Die SZ bringt die deutsche Version von Orhan Pamuks "Europa"-Artikel aus der Comment is Free-Sektion des Guardian. Gottfried Knapp kann es nicht fassen: Die EU will die Lichtinstallationen Dan Flavins und anderer nicht mehr als Kunstwerke, sondern nur als gewöhnliche Leuchtkörper gelten lassen. Auf Seite 2 des Feuilletons können sich die Leser mit einem literarischen Rätsel zu Weihnachten vergnügen. Jörg Häntzschel porträtiert den evangelikalen Kichenfürsten Robert Schuller aus Los Angeles, der sich von den besten Architekten absurde Glaspaläste als Kirchen hinstellen lässt (und jetzt Gläubigerschutz beantragen musste).

Eine Doppelseite widmet sich der Frage "Wie leer wäre die Welt doch ohne Hausmusik?" "Von wegen Dichter und Denker: In Deutschland gibt es sieben Millionen Laienmusiker", konstatiert etwa Reinhard J. Brembeck..

Auf der Medienseite fürchtet Nikolaus Piper, dass sich amerikanische Medien - die Ultrakonservativen hier, die Linksliberalen dort - in eine bürgerkriegsähnliche Rage reden: "Eigentlich gibt es gar keine amerikanische Medienöffentlichkeit mehr, es gibt zwei feindliche Medien-Universen."

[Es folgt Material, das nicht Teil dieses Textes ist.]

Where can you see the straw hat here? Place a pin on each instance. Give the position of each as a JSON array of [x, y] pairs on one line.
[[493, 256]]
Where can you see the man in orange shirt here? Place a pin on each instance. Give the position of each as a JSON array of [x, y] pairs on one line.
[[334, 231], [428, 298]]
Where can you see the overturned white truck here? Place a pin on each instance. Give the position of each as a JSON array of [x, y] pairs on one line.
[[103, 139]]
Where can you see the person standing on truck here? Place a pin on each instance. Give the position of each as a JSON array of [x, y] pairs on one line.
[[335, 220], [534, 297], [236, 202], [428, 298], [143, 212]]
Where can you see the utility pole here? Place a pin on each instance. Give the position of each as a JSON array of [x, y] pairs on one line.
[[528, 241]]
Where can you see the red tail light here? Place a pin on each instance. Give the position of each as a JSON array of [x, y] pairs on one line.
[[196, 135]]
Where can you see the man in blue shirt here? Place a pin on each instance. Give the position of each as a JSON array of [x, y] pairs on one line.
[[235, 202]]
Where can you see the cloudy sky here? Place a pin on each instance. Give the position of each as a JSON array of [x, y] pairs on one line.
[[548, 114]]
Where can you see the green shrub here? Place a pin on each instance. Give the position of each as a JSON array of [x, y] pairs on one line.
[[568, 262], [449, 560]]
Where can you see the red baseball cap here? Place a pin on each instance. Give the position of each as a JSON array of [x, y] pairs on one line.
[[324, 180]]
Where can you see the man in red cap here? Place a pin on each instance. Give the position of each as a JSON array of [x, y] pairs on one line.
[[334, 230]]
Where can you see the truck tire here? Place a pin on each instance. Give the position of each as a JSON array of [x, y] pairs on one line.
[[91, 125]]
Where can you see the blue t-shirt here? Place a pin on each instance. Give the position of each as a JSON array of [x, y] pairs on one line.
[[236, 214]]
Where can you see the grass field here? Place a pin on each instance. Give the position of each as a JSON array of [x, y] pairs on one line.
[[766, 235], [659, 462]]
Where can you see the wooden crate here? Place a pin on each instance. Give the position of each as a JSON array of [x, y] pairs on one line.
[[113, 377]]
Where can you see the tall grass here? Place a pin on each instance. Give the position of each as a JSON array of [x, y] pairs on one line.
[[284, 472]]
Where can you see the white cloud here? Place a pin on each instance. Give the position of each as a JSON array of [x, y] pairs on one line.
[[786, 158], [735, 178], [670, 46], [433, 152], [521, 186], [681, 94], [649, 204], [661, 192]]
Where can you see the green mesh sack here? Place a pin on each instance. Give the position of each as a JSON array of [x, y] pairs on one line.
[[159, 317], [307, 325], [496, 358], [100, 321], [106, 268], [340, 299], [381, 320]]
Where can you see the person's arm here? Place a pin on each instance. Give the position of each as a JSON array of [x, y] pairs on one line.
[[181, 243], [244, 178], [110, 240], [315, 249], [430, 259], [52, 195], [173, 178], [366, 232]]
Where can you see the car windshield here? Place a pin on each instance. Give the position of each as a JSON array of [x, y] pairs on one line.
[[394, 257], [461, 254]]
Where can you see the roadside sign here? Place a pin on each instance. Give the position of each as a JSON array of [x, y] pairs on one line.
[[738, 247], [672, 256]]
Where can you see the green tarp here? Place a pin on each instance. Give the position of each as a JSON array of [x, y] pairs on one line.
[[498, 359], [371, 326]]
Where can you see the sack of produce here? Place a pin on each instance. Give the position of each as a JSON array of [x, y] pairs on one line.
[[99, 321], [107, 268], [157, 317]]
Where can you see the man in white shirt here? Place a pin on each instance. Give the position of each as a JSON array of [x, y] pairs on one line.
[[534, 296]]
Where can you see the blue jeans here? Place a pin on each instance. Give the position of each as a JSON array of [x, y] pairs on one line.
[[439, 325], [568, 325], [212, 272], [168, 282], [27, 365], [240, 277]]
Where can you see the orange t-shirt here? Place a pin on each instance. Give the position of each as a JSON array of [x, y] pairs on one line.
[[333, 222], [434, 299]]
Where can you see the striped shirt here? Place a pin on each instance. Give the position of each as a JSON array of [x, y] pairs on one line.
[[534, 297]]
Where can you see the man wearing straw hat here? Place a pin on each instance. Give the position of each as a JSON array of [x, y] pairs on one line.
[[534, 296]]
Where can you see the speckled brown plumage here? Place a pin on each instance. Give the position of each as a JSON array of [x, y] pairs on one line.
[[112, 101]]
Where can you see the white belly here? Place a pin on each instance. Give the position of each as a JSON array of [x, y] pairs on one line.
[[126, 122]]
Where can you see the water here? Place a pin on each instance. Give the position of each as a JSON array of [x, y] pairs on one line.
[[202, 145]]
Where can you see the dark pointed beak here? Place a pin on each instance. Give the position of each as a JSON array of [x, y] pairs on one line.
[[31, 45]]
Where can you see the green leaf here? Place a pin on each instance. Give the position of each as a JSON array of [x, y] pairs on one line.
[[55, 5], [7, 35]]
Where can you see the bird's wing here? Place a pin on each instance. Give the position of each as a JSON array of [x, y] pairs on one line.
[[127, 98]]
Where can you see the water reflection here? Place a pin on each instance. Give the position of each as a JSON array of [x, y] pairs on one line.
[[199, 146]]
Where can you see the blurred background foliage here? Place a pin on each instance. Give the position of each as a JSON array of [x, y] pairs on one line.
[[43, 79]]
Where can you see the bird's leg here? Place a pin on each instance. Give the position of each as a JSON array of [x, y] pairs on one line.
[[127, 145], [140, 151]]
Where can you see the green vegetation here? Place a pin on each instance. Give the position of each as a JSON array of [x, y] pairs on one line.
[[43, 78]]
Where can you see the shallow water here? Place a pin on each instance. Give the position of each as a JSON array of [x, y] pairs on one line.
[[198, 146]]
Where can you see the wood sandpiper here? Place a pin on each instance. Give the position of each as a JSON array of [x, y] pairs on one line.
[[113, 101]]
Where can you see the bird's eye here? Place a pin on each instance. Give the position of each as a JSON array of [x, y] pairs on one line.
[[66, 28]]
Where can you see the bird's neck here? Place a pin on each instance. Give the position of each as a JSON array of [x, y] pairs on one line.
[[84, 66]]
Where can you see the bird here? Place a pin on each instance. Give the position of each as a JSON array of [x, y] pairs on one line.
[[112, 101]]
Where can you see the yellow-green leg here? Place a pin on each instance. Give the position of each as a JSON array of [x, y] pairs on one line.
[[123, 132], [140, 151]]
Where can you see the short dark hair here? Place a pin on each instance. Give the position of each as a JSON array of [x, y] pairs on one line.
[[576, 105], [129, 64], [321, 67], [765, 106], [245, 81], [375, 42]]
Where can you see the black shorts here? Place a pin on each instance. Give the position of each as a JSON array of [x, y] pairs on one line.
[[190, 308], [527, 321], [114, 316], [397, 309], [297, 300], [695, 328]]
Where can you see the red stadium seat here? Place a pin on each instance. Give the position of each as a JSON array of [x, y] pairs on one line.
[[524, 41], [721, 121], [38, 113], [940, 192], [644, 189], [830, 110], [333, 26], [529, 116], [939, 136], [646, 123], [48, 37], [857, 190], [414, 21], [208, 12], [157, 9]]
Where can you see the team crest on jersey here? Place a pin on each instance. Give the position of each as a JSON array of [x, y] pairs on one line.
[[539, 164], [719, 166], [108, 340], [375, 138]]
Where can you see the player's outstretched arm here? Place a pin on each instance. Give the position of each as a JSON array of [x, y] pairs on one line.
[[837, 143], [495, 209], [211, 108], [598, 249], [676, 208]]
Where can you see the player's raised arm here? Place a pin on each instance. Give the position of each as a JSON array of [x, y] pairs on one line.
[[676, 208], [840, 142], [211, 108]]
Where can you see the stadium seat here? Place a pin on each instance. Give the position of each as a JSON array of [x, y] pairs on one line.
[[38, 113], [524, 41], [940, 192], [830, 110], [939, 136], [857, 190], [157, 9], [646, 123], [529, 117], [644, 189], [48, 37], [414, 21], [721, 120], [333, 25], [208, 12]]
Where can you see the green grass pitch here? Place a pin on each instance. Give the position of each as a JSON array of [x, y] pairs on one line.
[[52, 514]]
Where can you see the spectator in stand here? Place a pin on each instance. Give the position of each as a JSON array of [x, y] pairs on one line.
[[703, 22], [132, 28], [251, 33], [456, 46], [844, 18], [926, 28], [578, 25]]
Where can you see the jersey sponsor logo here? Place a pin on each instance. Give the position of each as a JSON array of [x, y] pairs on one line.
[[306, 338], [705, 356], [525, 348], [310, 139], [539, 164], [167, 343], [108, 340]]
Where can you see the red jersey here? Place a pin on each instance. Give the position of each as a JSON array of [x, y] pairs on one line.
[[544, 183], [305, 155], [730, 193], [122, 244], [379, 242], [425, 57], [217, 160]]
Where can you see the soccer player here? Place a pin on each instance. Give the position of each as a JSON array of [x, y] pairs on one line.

Für die SZ am Wochenende hat Willi Winkler ein Dramolett über Geißler und Sarrazin auf dem Stuttgarter Weihnachtsmarkt verfasst. Till Briegleb meditiert über die "Massendroge" Charisma. Hannes Vollmuth schickt eine kleine Kulturgeschichte des Nussknackers. Die Künstlerin Sam Taylor-Wood erzählt im Interview von ihrer glücklichen Patchworkfamilie.